Why don't we switch to C like floating pointed arithmetic instead of automatic expansion to reals?

Johannes Pfau via Digitalmars-d digitalmars-d at puremagic.com
Sat Aug 6 05:09:45 PDT 2016


Am Sat, 6 Aug 2016 02:29:50 -0700
schrieb Walter Bright <newshound2 at digitalmars.com>:

> On 8/6/2016 1:21 AM, Ilya Yaroshenko wrote:
> > On Friday, 5 August 2016 at 20:53:42 UTC, Walter Bright wrote:
> >  
> >> I agree that the typical summation algorithm suffers from double
> >> rounding. But that's one algorithm. I would appreciate if you
> >> would review
> >> http://dlang.org/phobos/std_algorithm_iteration.html#sum to ensure
> >> it doesn't have this problem, and if it does, how we can fix it. 
> >
> > Phobos's sum is two different algorithms. Pairwise summation for
> > Random Access Ranges and Kahan summation for Input Ranges. Pairwise
> > summation does not require IEEE rounding, but Kahan summation
> > requires it.
> >
> > The problem with real world example is that it depends on
> > optimisation. For example, if all temporary values are rounded,
> > this is not a problem, and if all temporary values are not rounded
> > this is not a problem too. However if some of them rounded and
> > others are not, than this will break Kahan algorithm.
> >
> > Kahan is the shortest and one of the slowest (comparing with KBN
> > for example) summation algorithms.
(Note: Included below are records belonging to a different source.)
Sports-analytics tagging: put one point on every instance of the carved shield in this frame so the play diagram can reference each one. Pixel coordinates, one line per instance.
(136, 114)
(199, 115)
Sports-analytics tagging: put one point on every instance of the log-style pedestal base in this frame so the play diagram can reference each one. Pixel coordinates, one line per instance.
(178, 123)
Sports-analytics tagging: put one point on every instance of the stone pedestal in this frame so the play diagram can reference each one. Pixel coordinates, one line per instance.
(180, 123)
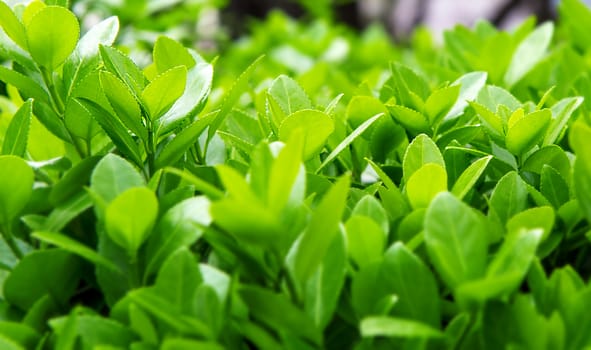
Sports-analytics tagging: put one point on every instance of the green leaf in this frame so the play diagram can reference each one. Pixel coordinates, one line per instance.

The true story about Kahan, that
> > we may have it in Phobos, but we can use pairwise summation for
> > Input Ranges without random access, and it will be faster then
> > Kahan. So we don't need Kahan for current API at all.
> >
> > Mir has both Kahan, which works with 32-bit DMD, and pairwise,
> > witch works with input ranges.
> >
> > Kahan, KBN, KB2, and Precise summations is always use `real` or
> > `Complex!real` internal values for 32 bit X86 target. The only
> > problem with Precise summation, if we need precise result in double
> > and use real for internal summation, then the last bit will be
> > wrong in the 50% of cases.
> >
> > Another good point about Mir's summation algorithms, that they are
> > Output Ranges. This means they can be used effectively to sum
> > multidimensional arrays for example. Also, Precise summator may be
> > used to compute exact sum of distributed data.
> >
> > When we get a decision and solution for rounding problem, I will
> > make PR for std.experimental.numeric.sum.
> >  
> >> I hear you. I'd like to explore ways of solving it. Got any
> >> ideas?  
> >
> > We need to take the overall picture.
> >
> > It is very important to recognise that D core team is small and D
> > community is not large enough now to involve a lot of new
> > professionals. This means that time of existing one engineers is
> > very important for D and the most important engineer for D is you,
> > Walter.
> >
> > In the same time we need to move forward fast with language changes
> > and druntime changes (GC-less Fibers for example).
> >
> > So, we need to choose tricky options for development. The most
> > important option for D in the science context is to split D
> > Programming Language from DMD in our minds. I am not asking to
> > remove DMD as reference compiler. Instead of that, we can introduce
> > changes in D that can not be optimally implemented in DMD (because
> > you have a lot of more important things to do for D instead of
> > optimisation) but will be awesome for our LLVM-based or GCC-based
> > backends.
> >
> > We need 2 new pragmas with the same syntax as `pragma(inline, xxx)`:
> >
> > 1. `pragma(fusedMath)` allows fused mul-add, mul-sub, div-add,
> > div-sub operations. 2. `pragma(fastMath)` equivalents to [1]. This
> > pragma can be used to allow extended precision.
> >
> > This should be 2 separate pragmas. The second one may assume the
> > first one.
> >
> > Recent LDC beta has @fastmath attribute for functions, and it is
> > already used in Phobos ndslice.algorithm PR and its Mir's mirror.
> > Attributes are alternative for pragmas, but their syntax should be
> > extended, see [2]
> >
> > The old approach is separate compilation, but it is weird, low
> > level for users, and requires significant efforts for both small
> > and large projects.
> >
> > [1] http://llvm.org/docs/LangRef.html#fast-math-flags
> > [2] https://github.com/ldc-developers/ldc/issues/1669  
> 
> Thanks for your help with this.
> 
> Using attributes for this is a mistake. Attributes affect the
> interface to a function

This is not true for UDAs. LDC and GDC actually implement @attribute
as an UDA. And UDAs used in serialization interfaces, the std.benchmark
proposals, ... do not affect the interface either.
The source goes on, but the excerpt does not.